4) Lost Update — two transactions update the same data, one overwrites the other. SQL Isolation Levels (ascending strictness): Read Uncommitted → Read Committed → Repeatable Read → Serializable. Each level prevents specific anomalies at the cost of performance.
Denormalization intentionally introduces redundancy into a normalized database to improve read performance. Achieved by merging tables, adding redundant columns, or pre-computing aggregates. When to use: read-heavy systems (data warehouses, analytics), when JOIN operations are too slow, reporting systems requiring frequent aggregations. Trade-offs: faster reads but slower writes, more storage, risk of data inconsistency. Example: storing order_total in Orders table instead of computing it from OrderItems every time.
Aggregate Functions perform calculations on multiple rows: COUNT() — number of rows. SUM() — total of a column. AVG() — average value. MAX()/MIN() — highest/lowest value. GROUP BY — groups rows for aggregate calculations. HAVING — filters groups (like WHERE but for aggregates). Example: `SELECT department, COUNT(*), AVG(salary) FROM employees GROUP BY department HAVING AVG(salary) > 50000`. ORDER: WHERE → GROUP BY → HAVING → SELECT → ORDER BY.
DELETE: DML command, removes rows one by one with optional WHERE clause, can be rolled back, triggers fire, slower, does not reset auto-increment. TRUNCATE: DDL command, removes all rows at once, typically cannot be rolled back (database-dependent), no triggers, resets auto-increment, much faster. DROP: DDL command, completely removes the table structure and all data permanently, cannot be rolled back, removes all associated indexes, constraints, and triggers. Use DELETE for selective removal, TRUNCATE to clear a table, DROP to eliminate the table entirely.
A Subquery (nested query) is a query inside another query. Types: Scalar subquery (returns one value), Row subquery, Column subquery, Table subquery. Correlated subquery: references outer query, executed once per outer row — slower. Non-correlated: independent of outer query, executed once. JOINs vs Subqueries: JOINs are generally faster as the optimizer can choose execution strategy; subqueries are more readable for certain cases. Use EXISTS instead of IN for correlated subqueries with large datasets — EXISTS short-circuits on first match.
CAP Theorem (Brewer's Theorem) states that a distributed system can guarantee at most 2 of 3 properties: Consistency (C) — all nodes see the same data simultaneously. Availability (A) — every request receives a response (not necessarily the most recent). Partition Tolerance (P) — system continues operating despite network partitions. Since network partitions are inevitable in distributed systems, the practical choice is CP (consistent + partition tolerant, e.g., HBase, Zookeeper) or AP (available + partition tolerant, e.g., Cassandra, DynamoDB, CouchDB).
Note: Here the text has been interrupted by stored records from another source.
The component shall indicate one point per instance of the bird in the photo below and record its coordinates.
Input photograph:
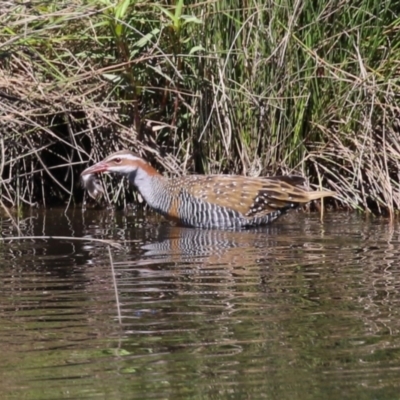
(206, 201)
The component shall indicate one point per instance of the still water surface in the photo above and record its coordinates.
(302, 309)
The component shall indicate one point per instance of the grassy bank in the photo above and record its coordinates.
(252, 87)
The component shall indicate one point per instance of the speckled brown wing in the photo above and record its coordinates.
(252, 197)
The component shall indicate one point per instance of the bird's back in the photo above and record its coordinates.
(225, 201)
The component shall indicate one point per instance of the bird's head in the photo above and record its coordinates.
(122, 163)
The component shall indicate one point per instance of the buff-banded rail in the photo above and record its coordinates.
(207, 201)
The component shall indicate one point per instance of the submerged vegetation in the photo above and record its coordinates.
(252, 87)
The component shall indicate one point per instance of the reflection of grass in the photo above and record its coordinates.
(232, 87)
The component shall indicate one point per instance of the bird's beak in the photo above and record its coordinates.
(96, 169)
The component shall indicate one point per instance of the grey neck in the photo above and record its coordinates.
(152, 188)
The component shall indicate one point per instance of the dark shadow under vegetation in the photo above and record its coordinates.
(261, 87)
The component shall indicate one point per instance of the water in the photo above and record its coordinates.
(302, 309)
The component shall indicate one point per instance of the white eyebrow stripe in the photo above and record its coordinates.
(125, 157)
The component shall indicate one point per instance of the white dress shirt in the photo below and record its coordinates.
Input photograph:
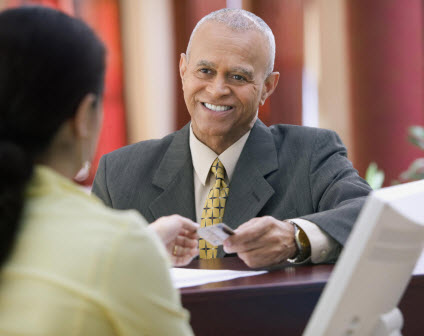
(323, 247)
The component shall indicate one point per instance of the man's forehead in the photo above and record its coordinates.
(215, 41)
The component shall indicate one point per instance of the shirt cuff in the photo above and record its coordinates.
(323, 247)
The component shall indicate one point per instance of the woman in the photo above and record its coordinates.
(71, 266)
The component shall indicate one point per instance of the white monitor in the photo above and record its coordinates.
(374, 269)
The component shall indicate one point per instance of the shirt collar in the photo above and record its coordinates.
(203, 156)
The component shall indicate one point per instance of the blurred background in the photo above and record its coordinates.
(356, 67)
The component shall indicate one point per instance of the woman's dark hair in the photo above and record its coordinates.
(49, 61)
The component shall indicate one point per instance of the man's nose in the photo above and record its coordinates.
(218, 87)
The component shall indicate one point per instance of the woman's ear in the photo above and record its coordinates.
(83, 120)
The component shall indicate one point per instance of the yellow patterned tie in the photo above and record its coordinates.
(213, 211)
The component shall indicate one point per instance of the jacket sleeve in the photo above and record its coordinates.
(338, 192)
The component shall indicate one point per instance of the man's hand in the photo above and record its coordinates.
(179, 235)
(263, 241)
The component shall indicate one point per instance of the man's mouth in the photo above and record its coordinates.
(217, 108)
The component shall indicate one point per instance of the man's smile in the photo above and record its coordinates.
(217, 108)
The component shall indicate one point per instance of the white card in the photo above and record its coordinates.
(215, 234)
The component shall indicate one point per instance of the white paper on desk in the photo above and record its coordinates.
(187, 277)
(419, 267)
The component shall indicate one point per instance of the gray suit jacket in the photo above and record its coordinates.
(284, 171)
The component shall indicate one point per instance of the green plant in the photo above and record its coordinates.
(415, 171)
(374, 176)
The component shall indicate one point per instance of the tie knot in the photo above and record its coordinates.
(218, 169)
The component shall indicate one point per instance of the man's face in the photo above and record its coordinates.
(224, 81)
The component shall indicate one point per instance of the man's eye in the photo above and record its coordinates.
(238, 77)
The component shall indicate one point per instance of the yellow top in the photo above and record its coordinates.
(79, 268)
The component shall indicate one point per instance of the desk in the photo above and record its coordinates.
(276, 303)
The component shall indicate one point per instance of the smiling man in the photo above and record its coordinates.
(288, 191)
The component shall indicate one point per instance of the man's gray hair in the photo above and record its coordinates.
(240, 20)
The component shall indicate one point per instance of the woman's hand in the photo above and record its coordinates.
(179, 235)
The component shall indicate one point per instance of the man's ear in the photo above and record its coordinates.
(183, 65)
(83, 120)
(270, 85)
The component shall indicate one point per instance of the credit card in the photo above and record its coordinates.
(215, 234)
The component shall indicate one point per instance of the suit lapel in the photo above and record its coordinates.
(249, 190)
(175, 177)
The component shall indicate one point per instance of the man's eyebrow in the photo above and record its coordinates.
(244, 71)
(206, 64)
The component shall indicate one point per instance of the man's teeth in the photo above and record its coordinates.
(217, 108)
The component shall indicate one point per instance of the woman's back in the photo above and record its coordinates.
(79, 268)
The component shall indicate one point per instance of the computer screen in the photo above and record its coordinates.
(375, 266)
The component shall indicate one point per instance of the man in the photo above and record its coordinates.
(289, 191)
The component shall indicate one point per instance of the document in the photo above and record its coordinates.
(419, 267)
(186, 277)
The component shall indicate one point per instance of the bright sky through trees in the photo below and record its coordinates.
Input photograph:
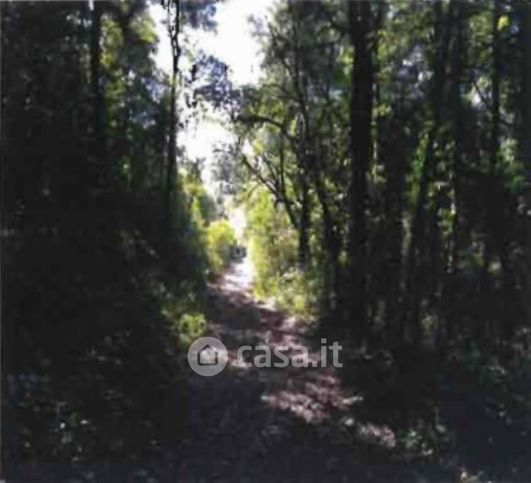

Sharding (Horizontal Partitioning): splits a large database into smaller, more manageable pieces called shards, each stored on a separate server. Each shard holds a subset of rows. Strategies: Range-based, Hash-based, Directory-based. Benefits: improved performance, scalability. Challenges: cross-shard queries, rebalancing. Replication: copies database to multiple servers. Master-Slave: writes go to master, reads distributed among slaves. Master-Master: all nodes accept writes. Benefits: high availability, fault tolerance, read scalability. Challenges: replication lag, conflict resolution.
Window Functions perform calculations across a set of rows related to the current row without collapsing results (unlike GROUP BY). Syntax: `function() OVER (PARTITION BY col ORDER BY col ROWS BETWEEN ...)`. Common functions: ROW_NUMBER() — unique sequential numbers. RANK() — same rank for ties, gaps after. DENSE_RANK() — same rank for ties, no gaps. LAG()/LEAD() — access previous/next row. SUM()/AVG() OVER — running totals/moving averages. Example: `SELECT name, salary, RANK() OVER (PARTITION BY dept ORDER BY salary DESC) as rank FROM employees`.